Dr. Amanda Randles is an Assistant Professor in Biomedical Engineering at Duke University with secondary appointments in Mathematics, Computer Science, and Mechanical Engineering. She is also a member of the Duke Cancer Institute. In general, her work focuses on the design of large-scale parallel applications targeting biomedical questions. Her research goals are to both investigate fundamental questions related to fluid dynamics as well as extend the multiscale models to study cancer metastasis and vascular disease. In 2014, she was awarded the NIH Early Independence Award to support the development of models of cancer migration in the human vasculature. Randles received her Bachelor's Degree in both Computer Science and Physics from Duke University, her Master's Degree in Computer Science from Harvard University, and her Ph.D. in Applied Physics from Harvard University with a secondary field in Computational Science. From 2013-2015, She was a Lawrence Fellow at Lawrence Livermore National Laboratory. Before graduate school, she worked for three years as a software developer at IBM on the Blue Gene Development Team. Randles is a co-inventor on 115 US patents in the field of parallel computing. She won the ACM/IEEE-CS George Michael High Performance Computing Fellowship in 2010 and 2012 and was a finalist for the Gordon Bell Prize for achievement in high performance computing in 2010 and 2015.

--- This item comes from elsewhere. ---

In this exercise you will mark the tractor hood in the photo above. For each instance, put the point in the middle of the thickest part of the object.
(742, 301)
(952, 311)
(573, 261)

Using HPC to develop patient-specific hemodynamic models
The recognition of the role hemodynamic forces have in the localization and development of disease has motivated large-scale efforts to enable patient-specific simulations. When combined with computational approaches that can extend the models to include physiologically accurate hematocrit levels in large regions of the circulatory system, these image-based models yield insight into the underlying mechanisms
driving disease progression and inform surgical planning or the design of next generation drug delivery systems. Building a detailed, realistic model of human blood flow, however, is a formidable mathematical and computational challenge. The models must incorporate the motion of fluid, intricate geometry of the blood vessels, continual pulse-driven changes in flow and pressure, and the behavior of suspended bodies such as red blood cells. In this talk, I will discuss recent advances in massively parallel hemodynamic modeling.